Consider the subring $R\subset\Bbb Q$ , $R=\{\frac ab\ | \ a,b\in\Bbb Z, b\text{ odd}\}$
I am struggling with the following questions:
(1) Prove that the ideals of $R$ are $\{0\}$ and $2^nR$ for $n\ge 0$
(2) Prove that $R$ has 2 prime ideals and 1 maximal ideal
For (1) I can see that $2^nR$ is an ideal for $n\geq0$ but I'm not sure how to show all ideals other than $\{0\}$ are of this form
With question (2),
$2^nR\subsetneq 2^{n-1}R\subsetneq…\subsetneq 2R\subsetneq R$
so $2R$ is clearly the only maximal ideal and is therefore prime, but I am not sure where to go from here.
Any suggestions?
Best Answer
To continue (1): The elements of $R$ look like elements of $\mathbb Z$ except that you also have inverses for all the odd numbers.
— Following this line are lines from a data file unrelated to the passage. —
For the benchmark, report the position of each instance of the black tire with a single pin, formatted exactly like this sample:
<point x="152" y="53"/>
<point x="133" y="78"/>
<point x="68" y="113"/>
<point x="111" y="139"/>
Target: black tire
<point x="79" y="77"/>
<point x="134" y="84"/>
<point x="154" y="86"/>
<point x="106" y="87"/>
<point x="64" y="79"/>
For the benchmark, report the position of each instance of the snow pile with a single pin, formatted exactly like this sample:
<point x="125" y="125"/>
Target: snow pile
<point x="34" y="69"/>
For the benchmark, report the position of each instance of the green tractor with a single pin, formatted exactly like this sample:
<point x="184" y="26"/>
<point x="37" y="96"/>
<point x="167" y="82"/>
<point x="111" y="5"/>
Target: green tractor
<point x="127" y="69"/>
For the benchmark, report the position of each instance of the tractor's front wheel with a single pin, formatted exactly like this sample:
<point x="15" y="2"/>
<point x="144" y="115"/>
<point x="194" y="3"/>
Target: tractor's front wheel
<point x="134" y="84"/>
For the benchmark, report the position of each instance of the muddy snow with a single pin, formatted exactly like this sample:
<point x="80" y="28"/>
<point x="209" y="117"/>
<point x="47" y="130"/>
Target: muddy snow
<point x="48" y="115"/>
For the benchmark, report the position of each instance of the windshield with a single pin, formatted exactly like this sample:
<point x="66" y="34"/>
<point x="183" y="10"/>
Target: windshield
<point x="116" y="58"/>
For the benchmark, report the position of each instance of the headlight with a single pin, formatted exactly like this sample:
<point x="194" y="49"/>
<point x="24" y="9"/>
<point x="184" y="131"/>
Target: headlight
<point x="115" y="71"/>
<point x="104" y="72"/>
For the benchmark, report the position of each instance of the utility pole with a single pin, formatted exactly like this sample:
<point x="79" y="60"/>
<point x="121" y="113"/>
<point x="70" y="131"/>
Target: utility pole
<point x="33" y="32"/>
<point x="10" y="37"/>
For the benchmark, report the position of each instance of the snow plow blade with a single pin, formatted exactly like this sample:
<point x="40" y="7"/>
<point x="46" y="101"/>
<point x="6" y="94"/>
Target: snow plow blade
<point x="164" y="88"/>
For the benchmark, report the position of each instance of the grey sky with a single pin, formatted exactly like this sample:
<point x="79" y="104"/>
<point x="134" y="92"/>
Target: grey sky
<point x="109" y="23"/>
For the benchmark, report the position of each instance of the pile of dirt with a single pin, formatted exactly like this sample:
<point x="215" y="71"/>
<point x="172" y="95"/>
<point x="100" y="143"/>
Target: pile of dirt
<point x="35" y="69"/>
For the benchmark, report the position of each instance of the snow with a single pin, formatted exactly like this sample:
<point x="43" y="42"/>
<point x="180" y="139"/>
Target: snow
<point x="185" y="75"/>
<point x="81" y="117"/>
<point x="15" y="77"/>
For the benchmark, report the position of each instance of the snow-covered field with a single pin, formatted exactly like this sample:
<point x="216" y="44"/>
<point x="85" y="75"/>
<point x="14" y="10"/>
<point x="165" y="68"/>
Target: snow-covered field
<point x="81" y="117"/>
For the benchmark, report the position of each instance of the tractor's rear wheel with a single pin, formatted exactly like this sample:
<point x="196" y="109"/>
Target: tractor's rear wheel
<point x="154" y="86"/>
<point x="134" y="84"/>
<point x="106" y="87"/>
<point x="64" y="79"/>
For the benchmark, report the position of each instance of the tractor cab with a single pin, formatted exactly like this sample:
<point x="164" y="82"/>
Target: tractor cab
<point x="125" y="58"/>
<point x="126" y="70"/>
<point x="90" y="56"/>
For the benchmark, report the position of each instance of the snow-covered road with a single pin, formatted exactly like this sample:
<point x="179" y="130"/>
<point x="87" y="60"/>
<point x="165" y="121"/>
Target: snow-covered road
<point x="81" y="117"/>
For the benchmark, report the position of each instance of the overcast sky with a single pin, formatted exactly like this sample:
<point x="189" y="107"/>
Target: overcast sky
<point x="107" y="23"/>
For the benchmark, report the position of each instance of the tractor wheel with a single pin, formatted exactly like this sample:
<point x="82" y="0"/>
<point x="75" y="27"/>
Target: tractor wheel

Everything in $\mathbb Z$ factors into primes, but most of them are units, so the only thing that matters is the number of $2$'s in the factorization. So you should not have much difficulty in arguing this way: let $I\lhd R$ be a nonzero ideal. Among all elements in $I$, expressed in least terms $\frac{a}{b}$, pick one with the smallest power of $2$ dividing $a$. Then work to show $I=(a)\lhd R$.
To continue (2), you've seen that $(2)$ is prime, and obviously nothing of the form $(2^n)$ with $n>1$ could be prime, so the only thing left is $\{0\}$. Do you see it is prime as well?